A novel indirect ELISA test using deoxycholate extracted antigens coated onto a hydrophobic polystyrene surface for measurement of serum antibodies specific for Mycoplasma hyosynoviae was developed. Sensitivity and specificity of the test were found to be superior to previous ELISAs as tested on porcine serum following experimental Mycoplasma infections as well as by analysis of samples from one Danish herd known to be free of M. hyosynoviae and samples from two Norwegian herds without clinical suspicion of M. hyosynoviae infections since their establishment. The epidemiology of M. hyosynoviae infection was then investigated in Danish pig herds with evidence of clinical M. hyosynoviae arthritis (MhA herds, n = 4) and in herds with M. hyosynoviae-carriers among slaughter pigs, but with limited clinical lameness (MhC herds, n = 4).

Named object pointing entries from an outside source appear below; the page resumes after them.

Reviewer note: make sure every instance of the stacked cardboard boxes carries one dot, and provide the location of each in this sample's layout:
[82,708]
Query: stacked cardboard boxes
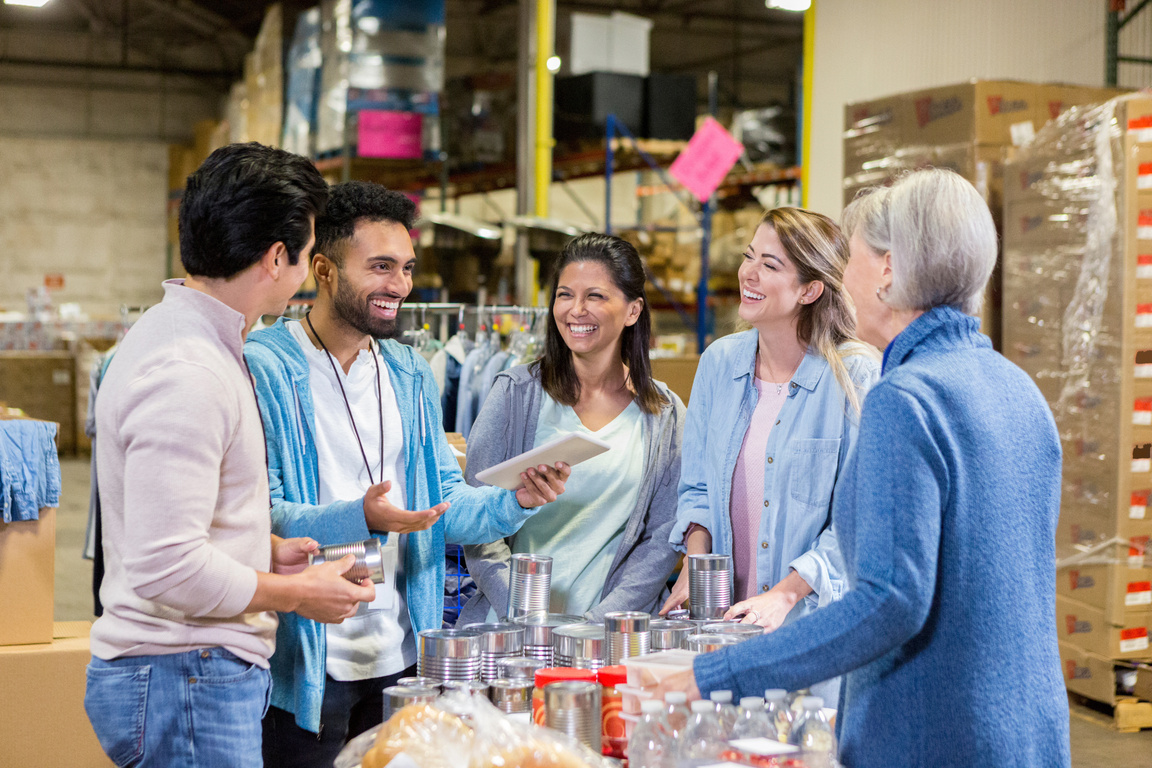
[42,664]
[1077,310]
[970,128]
[43,385]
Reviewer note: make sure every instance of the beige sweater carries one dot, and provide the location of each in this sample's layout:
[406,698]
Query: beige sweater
[183,486]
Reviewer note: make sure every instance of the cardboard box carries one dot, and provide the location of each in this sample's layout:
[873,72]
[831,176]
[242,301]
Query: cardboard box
[1088,629]
[44,386]
[28,555]
[1113,587]
[42,702]
[677,372]
[1088,674]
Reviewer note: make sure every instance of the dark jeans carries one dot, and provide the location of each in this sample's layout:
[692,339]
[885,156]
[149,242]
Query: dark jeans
[349,709]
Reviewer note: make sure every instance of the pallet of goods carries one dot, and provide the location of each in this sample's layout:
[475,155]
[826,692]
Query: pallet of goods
[1077,317]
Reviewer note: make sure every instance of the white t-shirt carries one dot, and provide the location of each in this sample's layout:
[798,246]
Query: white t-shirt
[378,640]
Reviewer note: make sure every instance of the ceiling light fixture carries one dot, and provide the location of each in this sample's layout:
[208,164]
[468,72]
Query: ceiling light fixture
[789,5]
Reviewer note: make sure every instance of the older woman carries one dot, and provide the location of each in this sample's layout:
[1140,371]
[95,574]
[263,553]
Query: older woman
[946,516]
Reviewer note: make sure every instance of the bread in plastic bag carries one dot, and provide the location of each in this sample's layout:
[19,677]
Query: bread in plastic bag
[432,736]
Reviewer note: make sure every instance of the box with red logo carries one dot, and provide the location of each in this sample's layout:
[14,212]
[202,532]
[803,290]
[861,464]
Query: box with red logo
[1086,628]
[1088,674]
[1114,587]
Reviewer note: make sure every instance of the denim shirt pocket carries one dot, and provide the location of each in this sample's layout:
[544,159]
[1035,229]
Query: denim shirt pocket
[813,470]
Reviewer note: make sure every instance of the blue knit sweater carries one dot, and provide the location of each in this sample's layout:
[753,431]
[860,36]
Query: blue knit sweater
[947,518]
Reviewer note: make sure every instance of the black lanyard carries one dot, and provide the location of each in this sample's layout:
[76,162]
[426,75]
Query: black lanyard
[360,442]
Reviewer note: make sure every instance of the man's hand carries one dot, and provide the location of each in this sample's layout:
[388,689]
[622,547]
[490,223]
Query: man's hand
[290,555]
[542,485]
[327,597]
[381,515]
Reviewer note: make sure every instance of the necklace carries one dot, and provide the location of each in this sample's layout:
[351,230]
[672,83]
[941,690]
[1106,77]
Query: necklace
[780,386]
[360,442]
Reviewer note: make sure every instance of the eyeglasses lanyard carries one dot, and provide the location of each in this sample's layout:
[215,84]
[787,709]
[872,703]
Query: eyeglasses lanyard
[360,442]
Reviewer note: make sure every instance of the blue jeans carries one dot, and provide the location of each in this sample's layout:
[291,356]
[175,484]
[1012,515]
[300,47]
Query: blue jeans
[179,711]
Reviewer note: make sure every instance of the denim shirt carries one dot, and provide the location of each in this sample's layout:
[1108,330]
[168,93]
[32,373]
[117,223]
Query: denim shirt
[808,446]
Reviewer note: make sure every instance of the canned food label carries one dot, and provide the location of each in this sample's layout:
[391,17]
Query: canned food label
[386,592]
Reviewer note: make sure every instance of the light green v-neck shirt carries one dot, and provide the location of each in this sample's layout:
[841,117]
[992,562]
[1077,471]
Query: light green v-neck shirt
[582,530]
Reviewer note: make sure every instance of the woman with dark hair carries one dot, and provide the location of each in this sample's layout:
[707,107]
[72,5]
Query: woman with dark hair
[608,533]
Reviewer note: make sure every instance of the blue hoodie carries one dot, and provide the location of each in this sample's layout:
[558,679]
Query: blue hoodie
[432,476]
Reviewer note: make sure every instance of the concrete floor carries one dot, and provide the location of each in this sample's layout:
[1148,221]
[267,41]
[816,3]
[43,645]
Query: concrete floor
[1094,745]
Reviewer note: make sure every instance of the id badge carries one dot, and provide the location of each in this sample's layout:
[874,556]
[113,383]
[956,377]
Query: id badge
[385,591]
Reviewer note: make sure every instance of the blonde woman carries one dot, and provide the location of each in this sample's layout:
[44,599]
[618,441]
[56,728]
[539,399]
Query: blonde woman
[773,416]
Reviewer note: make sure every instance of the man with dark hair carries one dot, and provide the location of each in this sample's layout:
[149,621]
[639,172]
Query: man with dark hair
[353,425]
[180,656]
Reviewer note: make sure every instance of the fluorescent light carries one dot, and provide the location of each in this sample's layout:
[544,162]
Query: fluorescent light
[789,5]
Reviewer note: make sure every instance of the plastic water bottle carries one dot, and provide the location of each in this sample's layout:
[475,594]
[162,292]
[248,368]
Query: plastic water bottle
[704,737]
[676,714]
[752,721]
[812,731]
[651,746]
[775,705]
[725,709]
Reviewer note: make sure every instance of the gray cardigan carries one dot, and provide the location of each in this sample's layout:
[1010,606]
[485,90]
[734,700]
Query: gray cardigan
[637,580]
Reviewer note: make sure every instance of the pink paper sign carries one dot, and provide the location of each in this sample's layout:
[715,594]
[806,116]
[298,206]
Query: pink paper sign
[384,134]
[706,159]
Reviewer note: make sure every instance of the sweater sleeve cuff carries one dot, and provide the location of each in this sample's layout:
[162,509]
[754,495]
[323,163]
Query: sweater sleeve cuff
[683,526]
[713,673]
[810,568]
[240,593]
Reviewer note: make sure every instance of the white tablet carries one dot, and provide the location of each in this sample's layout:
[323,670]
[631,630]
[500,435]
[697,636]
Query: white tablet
[571,449]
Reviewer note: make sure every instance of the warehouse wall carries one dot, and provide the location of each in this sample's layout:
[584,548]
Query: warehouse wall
[868,50]
[83,173]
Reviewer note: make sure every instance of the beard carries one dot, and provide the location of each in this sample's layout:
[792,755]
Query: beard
[357,313]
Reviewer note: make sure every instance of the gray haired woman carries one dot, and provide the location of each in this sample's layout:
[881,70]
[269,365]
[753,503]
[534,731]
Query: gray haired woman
[946,515]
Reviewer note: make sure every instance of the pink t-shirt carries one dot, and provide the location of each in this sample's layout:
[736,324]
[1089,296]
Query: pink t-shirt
[747,499]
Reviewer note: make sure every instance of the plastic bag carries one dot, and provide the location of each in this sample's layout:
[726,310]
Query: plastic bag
[460,731]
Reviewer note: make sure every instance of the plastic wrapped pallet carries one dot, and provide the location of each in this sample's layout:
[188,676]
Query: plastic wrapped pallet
[970,128]
[303,84]
[1078,319]
[380,55]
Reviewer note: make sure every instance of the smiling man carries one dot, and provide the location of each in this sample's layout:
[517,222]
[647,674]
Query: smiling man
[353,425]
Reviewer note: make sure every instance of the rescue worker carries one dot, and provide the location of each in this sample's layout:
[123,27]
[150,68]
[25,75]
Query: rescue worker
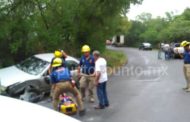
[101,80]
[186,66]
[87,78]
[57,54]
[62,83]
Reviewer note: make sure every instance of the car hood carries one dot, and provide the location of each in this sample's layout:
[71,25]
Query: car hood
[12,74]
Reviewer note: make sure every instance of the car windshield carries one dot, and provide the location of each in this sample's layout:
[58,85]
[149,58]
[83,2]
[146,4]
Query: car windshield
[32,65]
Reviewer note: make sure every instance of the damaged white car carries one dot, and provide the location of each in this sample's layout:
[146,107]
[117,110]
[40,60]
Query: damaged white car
[31,77]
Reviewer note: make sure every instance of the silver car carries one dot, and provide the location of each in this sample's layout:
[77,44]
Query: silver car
[31,75]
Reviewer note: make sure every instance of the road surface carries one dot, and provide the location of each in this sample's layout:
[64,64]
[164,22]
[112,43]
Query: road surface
[145,90]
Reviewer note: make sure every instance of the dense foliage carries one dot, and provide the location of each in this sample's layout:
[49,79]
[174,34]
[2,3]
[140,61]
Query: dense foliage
[34,26]
[155,30]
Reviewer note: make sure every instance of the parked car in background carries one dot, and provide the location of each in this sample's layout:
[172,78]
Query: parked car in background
[145,46]
[31,77]
[13,110]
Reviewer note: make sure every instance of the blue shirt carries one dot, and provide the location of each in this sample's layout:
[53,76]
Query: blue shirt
[60,74]
[87,64]
[187,57]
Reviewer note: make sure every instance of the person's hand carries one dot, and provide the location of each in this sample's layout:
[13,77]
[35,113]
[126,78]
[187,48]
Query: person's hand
[96,83]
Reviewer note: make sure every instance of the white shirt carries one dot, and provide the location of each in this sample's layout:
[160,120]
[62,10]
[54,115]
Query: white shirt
[101,66]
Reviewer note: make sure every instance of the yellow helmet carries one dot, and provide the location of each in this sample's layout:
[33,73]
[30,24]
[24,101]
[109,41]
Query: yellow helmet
[184,43]
[57,62]
[85,48]
[58,53]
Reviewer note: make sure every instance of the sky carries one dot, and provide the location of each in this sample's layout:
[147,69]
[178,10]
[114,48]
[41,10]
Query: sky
[158,7]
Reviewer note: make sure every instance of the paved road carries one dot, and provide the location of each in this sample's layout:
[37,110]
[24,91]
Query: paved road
[145,90]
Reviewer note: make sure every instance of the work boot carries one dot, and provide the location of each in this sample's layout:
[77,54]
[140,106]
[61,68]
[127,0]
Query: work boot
[82,112]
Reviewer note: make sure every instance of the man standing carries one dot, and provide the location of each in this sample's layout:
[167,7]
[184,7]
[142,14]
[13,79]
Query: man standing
[186,67]
[101,79]
[87,64]
[62,83]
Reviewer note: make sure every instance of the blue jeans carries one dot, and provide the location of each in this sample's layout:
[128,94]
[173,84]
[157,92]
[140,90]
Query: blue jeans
[102,95]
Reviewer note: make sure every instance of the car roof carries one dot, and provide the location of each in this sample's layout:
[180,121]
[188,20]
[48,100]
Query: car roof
[48,57]
[21,111]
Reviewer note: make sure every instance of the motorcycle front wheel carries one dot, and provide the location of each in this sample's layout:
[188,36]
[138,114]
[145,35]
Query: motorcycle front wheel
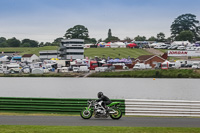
[86,114]
[117,115]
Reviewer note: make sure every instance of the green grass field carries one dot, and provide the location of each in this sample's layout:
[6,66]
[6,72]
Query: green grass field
[115,52]
[28,50]
[93,129]
[91,52]
[171,73]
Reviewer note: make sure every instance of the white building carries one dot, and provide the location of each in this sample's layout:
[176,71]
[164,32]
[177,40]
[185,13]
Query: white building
[71,49]
[30,58]
[181,43]
[48,54]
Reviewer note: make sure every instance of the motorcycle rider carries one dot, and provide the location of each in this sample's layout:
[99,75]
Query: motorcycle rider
[105,99]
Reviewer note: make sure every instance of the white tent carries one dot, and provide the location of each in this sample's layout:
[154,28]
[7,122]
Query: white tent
[181,43]
[4,58]
[87,45]
[121,44]
[114,45]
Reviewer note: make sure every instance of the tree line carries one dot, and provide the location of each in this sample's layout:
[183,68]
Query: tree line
[184,28]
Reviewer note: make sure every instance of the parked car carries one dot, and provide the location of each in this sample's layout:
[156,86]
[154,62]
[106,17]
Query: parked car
[196,65]
[173,47]
[140,66]
[75,69]
[164,46]
[100,69]
[181,48]
[83,69]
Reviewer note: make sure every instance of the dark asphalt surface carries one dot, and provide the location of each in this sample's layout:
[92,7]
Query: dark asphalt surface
[78,121]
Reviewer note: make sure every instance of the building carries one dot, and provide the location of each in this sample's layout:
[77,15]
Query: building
[48,54]
[71,49]
[30,58]
[152,60]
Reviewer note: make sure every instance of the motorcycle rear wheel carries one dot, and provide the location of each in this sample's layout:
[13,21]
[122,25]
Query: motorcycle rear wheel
[117,115]
[86,114]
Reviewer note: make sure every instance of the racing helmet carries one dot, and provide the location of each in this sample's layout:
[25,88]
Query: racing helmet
[100,94]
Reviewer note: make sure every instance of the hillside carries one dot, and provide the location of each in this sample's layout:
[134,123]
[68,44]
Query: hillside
[90,52]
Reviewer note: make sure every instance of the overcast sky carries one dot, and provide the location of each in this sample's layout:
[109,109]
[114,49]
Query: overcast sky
[46,20]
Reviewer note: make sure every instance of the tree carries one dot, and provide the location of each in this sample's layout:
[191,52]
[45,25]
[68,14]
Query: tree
[161,37]
[128,39]
[185,36]
[185,22]
[90,40]
[13,42]
[111,38]
[140,38]
[109,33]
[77,32]
[57,41]
[29,43]
[152,38]
[3,42]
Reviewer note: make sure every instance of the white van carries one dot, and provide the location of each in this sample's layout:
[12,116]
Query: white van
[196,65]
[140,66]
[83,69]
[101,69]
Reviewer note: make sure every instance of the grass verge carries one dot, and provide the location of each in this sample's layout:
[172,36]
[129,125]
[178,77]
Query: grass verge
[93,129]
[44,75]
[173,73]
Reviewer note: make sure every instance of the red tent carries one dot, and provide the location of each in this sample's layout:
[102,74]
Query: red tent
[131,45]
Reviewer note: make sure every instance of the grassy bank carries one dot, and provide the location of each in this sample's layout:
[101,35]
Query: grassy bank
[91,52]
[93,129]
[44,75]
[28,50]
[114,52]
[176,73]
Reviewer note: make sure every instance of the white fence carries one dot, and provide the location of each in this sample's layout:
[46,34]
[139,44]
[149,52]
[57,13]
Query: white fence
[162,107]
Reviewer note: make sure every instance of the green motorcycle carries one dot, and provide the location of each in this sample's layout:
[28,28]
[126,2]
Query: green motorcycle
[96,109]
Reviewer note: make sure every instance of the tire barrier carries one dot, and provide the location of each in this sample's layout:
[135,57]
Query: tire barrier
[162,107]
[46,105]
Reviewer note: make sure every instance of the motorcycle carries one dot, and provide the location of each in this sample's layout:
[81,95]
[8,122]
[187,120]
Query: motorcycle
[96,109]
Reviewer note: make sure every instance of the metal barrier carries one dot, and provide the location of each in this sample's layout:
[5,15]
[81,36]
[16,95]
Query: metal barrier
[48,105]
[162,107]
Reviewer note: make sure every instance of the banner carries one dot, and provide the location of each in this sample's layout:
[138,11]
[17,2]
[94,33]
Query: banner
[183,53]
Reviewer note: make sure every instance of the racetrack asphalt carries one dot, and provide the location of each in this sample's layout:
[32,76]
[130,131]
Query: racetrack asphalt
[78,121]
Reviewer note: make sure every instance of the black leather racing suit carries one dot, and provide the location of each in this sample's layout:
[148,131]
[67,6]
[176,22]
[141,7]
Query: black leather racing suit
[105,99]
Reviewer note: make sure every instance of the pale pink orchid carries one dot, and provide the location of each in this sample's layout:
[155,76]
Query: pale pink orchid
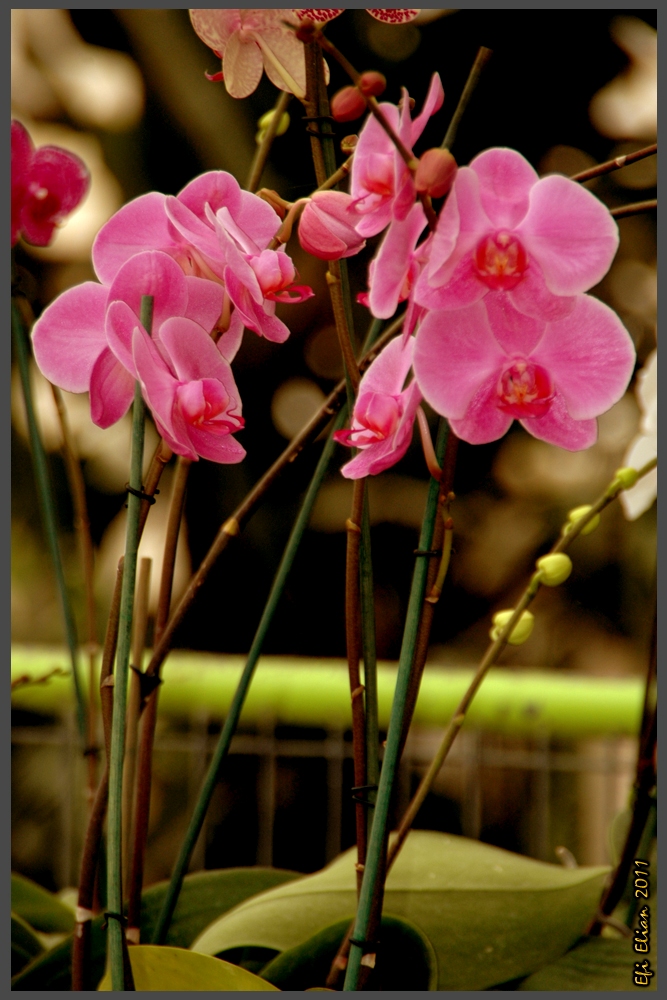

M. hyosynoviae bacteriaemia and tonsil-carrier state were determined by culture of cross-sectional samples of whole-blood (n = 238) and tonsil scrapings (n = 322), respectively. Levels of serum antibodies (n = 396) were measured by the novel indirect ELISA test. There was no significant difference in the ELISA results between the MhA and the MhC herds. Pigs that were tonsil-carriers had a significantly higher response in the ELISA test (P < 0.001) than non-carriers. Slaughter pigs showed higher ELISA values (P < 0.001) and they were more prone to be tonsil-carriers (P < 0.001). The most critical period for spread of the infection seems to be the nursery period (4-12 weeks). The results indicate that M. hyosynoviae infection progresses similarly in herds irrespective of the presence of clinical arthritis. Thus, clinical arthritis due to M. hyosynoviae is probably triggered by other host or herd factors than low levels of serum antibodies or by differences in virulence factors between M. hyosynoviae strains.